Dollarama is not only a retailer that performs well when consumers are under pressure. It’s also a company that continues to grow even when the economy is strong. That sets it apart from most other defensive stocks. It doesn’t rely on one type of environment to succeed. Instead, it benefits from scale, brand recognition and a value proposition that keeps customers coming back year after year.
That’s also why Dollarama has built such an impressive long-term track record. The company has consistently increased sales, expanded margins and opened new locations without taking unnecessary risks.
The only thing keeping Dollarama from being a no-brainer for any investor is its valuation. Dollarama has consistently traded at a steep growth premium, and today that premium is essentially as high as it has ever been.
And while it’s natural for investors to hesitate when a stock is trading near an all-time high, Dollarama continues to perform operationally at a level that justifies this premium.
So if you’re considering adding Dollarama to your portfolio, this is where the stock could be in three years.
What could drive Dollarama’s growth over the next three years?
While Dollarama has been one of the most impressive and consistent growth stocks over the past decade, it still has room to grow domestically.
The company continues to open new stores each year and same-store sales growth has remained strong thanks to steady demand and pricing discipline. Even in a mature market, Dollarama has shown it can increase traffic and shopping cart size without sacrificing margins.
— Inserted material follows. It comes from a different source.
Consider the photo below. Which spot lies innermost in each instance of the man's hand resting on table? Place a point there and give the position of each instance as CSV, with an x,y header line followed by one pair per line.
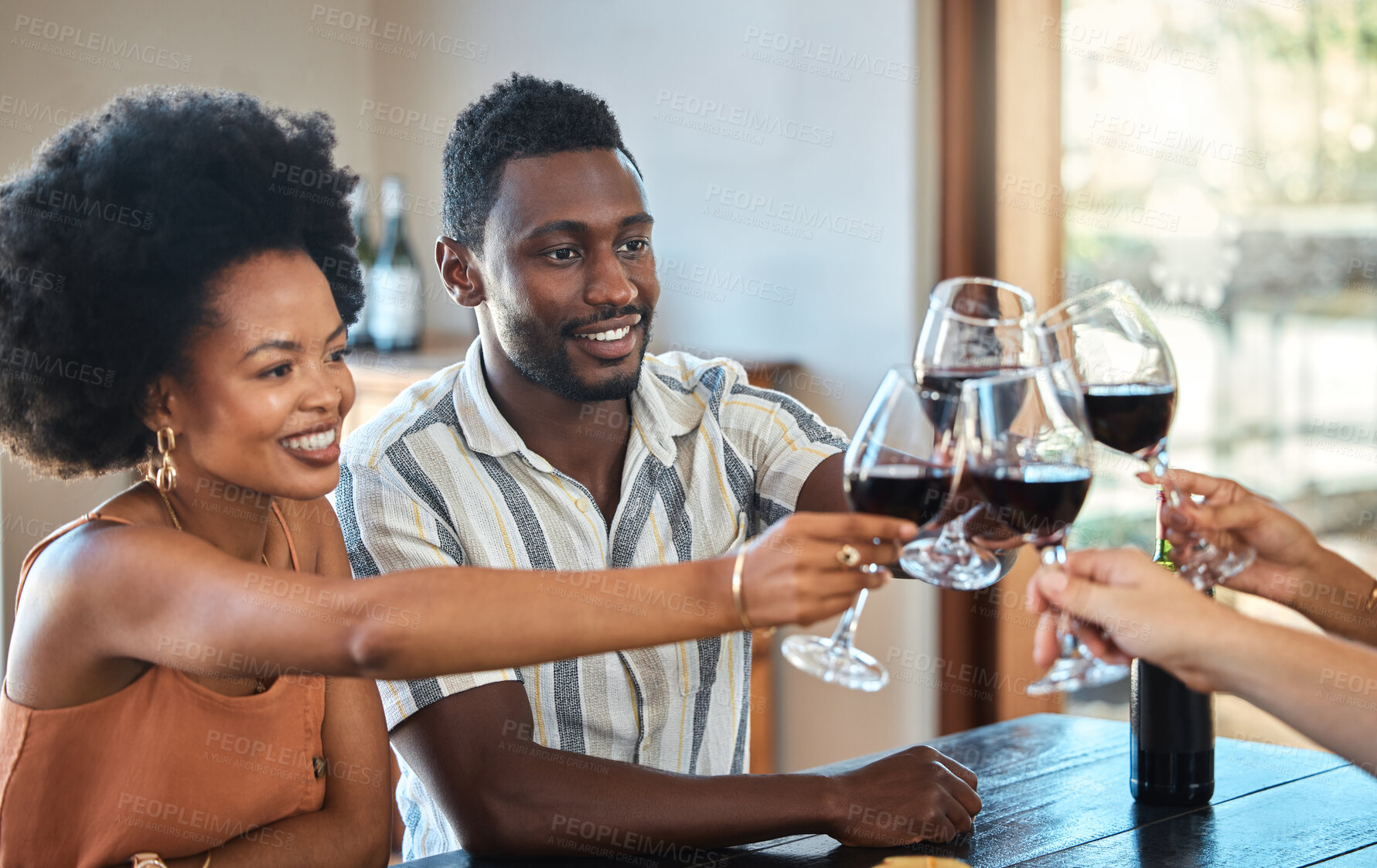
x,y
918,794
However, in addition to the domestic growth potential, Dollarama also has many opportunities to expand its activities internationally.
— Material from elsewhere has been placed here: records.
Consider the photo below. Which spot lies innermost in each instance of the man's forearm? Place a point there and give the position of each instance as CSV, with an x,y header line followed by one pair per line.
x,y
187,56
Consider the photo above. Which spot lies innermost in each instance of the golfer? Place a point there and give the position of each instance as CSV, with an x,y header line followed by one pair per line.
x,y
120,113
The investment in the Latin American discount retailer, Dollar Cityhas grown rapidly and now Dollarama has expanded its presence to Australia.
Furthermore, the fact that Dollarama is not only expanding internationally, but also using its expertise to improve the operations of these companies, creates a lot of potential in the long term.
Where could Dollarama stock be in three years?
As Dollarama continues to expand its operations both in Canada and internationally, the stock still has plenty of potential to move higher in both the short and long term. That said, predicting exactly where the stock price will land is not as easy as it seems.
Even as Dollarama continues to operate and grow its business, broader market conditions and the stock’s valuation will still play a role in how it trades.
Over the past three years, Dollarama has traded at about 42 times forward earnings and about 25 times low. Today it’s at the high end of that range, at about 40.5 times forward earnings.
Three years from now, analysts predict expected earnings of about $6.50 to $7 per share, compared to about $4.67 today. That implies earnings growth of about 13% per year, which is in line with Dollarama’s historical performance.
So if the stock were to maintain a similar valuation multiple as today, around 40 times, the share price in three years would be somewhere between $260 and $280.
And while that’s a compelling return in just three years, there is a risk for investors that the valuation premium will decline or earnings growth will slow. Those are real risks, especially considering how expensive the stocks already are. At the same time, however, Dollarama has been proving for years that it can function in almost any environment.
In fact, there are very few economic conditions that really derail Dollarama’s business. In fact, tougher conditions often work in his favor.
So while Dollarama is expensive and has valuation risk, given its reliability and long-term growth potential, it remains one of the highest quality stocks to buy and hold for the long term.